Making sense of what Seahawks got from Oakland for Marshawn Lynch
Apr 27, 2017, 12:33 PM
(AP)
It may seem like the Seahawks didn’t get much in return for Marshawn Lynch. On the surface, they didn’t.
The trade that Seattle and Oakland completed Wednesday includes a swap of late-round picks in next year’s draft, with the Seahawks getting Oakland’s 2018 fifth-rounder in exchange for Lynch’s rights and Seattle’s 2018 sixth-rounder. Moving up one round late in next year’s draft doesn’t amount to much in the way of compensation, but it’s better than what the Seahawks could have gotten for Lynch and perhaps should have gotten, which is nothing at all.
Forget for a moment that Lynch is a franchise icon and that he may be capable of recapturing at least part of his pre-2015 form. That was much less relevant in determining his trade value than was his contractual situation with the Seahawks.
Seattle controlled Lynch’s rights because he was still under contract for two more years when he retired after the 2015 season. Under the terms of that contract, the Seahawks would have been on the hook for Lynch’s $9 million base salary (and the same cap charge) for 2017 had he remained with them. No team would pay that much money to a 31-year-old running back who was out of football in 2016 and is two years removed from his last healthy and productive season. Not even the Seahawks – as much as Lynch has meant to the organization – given their cap situation and the money they already gave to Eddie Lacy.
So if the Seahawks weren’t able to trade Lynch and get his contract off their books, they would have had to release him.

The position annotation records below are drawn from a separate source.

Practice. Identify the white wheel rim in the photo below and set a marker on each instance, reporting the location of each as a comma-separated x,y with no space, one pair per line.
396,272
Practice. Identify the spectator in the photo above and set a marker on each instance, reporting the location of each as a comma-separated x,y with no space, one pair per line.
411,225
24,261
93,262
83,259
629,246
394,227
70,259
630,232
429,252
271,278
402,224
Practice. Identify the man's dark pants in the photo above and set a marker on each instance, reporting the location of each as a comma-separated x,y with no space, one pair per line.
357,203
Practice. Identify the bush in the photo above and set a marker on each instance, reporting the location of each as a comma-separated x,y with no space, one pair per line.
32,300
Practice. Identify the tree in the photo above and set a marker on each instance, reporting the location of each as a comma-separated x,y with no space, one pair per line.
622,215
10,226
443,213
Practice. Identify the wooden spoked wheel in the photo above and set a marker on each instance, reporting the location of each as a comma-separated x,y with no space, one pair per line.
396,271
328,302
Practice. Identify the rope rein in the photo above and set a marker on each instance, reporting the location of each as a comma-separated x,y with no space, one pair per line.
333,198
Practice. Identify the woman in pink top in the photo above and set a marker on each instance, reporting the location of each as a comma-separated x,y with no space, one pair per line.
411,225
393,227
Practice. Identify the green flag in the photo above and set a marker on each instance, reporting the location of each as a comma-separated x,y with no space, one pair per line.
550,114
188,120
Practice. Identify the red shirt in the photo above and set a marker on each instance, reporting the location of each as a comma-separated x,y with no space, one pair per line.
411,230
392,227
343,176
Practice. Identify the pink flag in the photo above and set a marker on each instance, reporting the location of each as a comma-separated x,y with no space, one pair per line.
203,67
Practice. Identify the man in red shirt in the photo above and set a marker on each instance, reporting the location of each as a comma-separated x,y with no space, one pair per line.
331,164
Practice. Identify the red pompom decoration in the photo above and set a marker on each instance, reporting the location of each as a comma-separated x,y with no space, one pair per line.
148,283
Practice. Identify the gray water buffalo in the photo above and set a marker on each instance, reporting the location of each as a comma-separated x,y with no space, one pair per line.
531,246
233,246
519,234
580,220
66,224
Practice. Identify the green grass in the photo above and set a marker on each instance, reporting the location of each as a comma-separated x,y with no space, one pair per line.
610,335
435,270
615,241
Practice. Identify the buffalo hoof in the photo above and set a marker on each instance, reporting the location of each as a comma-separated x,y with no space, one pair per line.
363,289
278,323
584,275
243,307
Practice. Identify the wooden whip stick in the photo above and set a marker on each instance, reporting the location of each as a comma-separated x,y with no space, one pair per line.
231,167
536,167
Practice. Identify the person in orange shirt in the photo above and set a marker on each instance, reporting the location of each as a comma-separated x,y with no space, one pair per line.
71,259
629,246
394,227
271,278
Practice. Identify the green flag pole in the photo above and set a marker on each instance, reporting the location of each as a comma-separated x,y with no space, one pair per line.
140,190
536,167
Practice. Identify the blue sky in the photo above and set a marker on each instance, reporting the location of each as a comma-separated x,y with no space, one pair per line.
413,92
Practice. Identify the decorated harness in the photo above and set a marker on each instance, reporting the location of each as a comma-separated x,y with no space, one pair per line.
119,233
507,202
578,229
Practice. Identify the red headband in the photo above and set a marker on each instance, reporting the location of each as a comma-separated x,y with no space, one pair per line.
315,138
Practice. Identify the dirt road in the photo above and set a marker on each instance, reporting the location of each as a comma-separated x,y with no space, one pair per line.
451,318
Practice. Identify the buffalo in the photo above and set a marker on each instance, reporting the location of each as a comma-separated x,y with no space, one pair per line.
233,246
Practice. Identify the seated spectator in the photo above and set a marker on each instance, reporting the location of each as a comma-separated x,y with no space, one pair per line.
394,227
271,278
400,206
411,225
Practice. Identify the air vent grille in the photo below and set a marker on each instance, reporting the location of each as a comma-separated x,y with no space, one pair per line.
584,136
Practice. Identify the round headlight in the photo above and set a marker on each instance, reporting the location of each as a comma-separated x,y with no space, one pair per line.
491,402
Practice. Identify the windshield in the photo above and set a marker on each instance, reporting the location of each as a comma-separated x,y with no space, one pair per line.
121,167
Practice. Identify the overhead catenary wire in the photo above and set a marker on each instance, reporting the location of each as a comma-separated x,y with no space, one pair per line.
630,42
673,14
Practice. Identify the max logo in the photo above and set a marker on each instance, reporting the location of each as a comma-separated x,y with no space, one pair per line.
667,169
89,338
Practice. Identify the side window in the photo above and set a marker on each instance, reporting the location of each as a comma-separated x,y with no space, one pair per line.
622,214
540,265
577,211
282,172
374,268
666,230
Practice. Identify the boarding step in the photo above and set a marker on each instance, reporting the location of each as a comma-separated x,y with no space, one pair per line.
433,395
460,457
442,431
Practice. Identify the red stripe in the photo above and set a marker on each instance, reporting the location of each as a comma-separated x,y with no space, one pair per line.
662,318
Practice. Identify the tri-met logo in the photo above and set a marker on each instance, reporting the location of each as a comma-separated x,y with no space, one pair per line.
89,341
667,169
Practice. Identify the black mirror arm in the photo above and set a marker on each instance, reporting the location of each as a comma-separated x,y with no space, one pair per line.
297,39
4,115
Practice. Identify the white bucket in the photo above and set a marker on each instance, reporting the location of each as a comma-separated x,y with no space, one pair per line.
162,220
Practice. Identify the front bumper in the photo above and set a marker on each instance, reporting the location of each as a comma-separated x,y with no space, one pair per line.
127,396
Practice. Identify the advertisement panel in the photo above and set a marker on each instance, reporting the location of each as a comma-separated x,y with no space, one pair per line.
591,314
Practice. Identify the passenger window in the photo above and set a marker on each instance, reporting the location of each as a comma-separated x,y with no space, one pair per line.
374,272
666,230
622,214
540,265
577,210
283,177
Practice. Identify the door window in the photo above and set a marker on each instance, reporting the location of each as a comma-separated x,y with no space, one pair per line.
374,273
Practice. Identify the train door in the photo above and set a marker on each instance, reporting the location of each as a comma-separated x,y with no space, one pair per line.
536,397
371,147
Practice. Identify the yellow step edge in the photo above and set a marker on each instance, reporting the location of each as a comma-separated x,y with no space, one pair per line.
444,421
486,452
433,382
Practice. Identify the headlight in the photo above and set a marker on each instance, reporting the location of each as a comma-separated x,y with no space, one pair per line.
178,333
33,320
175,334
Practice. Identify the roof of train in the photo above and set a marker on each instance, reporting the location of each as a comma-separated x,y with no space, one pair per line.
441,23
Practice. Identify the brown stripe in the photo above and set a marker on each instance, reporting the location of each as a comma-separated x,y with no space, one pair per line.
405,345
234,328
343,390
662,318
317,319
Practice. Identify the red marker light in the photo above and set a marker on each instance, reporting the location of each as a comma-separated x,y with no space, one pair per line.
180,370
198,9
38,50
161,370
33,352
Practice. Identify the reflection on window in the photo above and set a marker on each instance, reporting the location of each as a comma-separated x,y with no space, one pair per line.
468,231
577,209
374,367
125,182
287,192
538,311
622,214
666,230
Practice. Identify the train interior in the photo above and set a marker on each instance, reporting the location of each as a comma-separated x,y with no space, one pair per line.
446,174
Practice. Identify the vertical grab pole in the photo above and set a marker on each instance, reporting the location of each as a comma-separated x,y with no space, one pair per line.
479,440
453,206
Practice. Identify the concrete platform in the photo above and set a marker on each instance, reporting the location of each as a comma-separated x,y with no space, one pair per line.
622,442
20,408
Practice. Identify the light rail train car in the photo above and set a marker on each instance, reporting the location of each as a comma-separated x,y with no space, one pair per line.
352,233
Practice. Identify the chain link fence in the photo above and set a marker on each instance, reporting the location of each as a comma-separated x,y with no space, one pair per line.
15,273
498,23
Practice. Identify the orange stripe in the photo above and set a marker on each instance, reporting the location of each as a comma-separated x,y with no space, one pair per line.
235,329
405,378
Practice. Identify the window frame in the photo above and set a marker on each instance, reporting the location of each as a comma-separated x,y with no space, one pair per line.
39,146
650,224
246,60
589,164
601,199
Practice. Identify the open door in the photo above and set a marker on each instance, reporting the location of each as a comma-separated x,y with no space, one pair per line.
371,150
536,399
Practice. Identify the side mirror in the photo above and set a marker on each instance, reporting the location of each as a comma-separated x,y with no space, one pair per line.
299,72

With Oakland knowing that, Seattle had no leverage in trade talks. The Raiders could have waited for the Seahawks to release Lynch and then signed him as a free agent, in which case they wouldn’t have had to give Seattle a draft pick. It wouldn’t have cost them a future compensatory pick, either, because released players don’t factor into that equation.
And because Lynch was only ever truly interested in playing for his hometown team, it’s not as though Seattle had the option of shopping around and trying to leverage a better trade offer from another team. It was Oakland or nothing.
The exact value that Seattle will gain in the swap of 2018 picks won’t be known until that year’s draft order is set. It’ll likely be equivalent in value to acquiring a seventh-rounder.
It’s not much, but it was a good deal for Seattle to get anything at all for Lynch.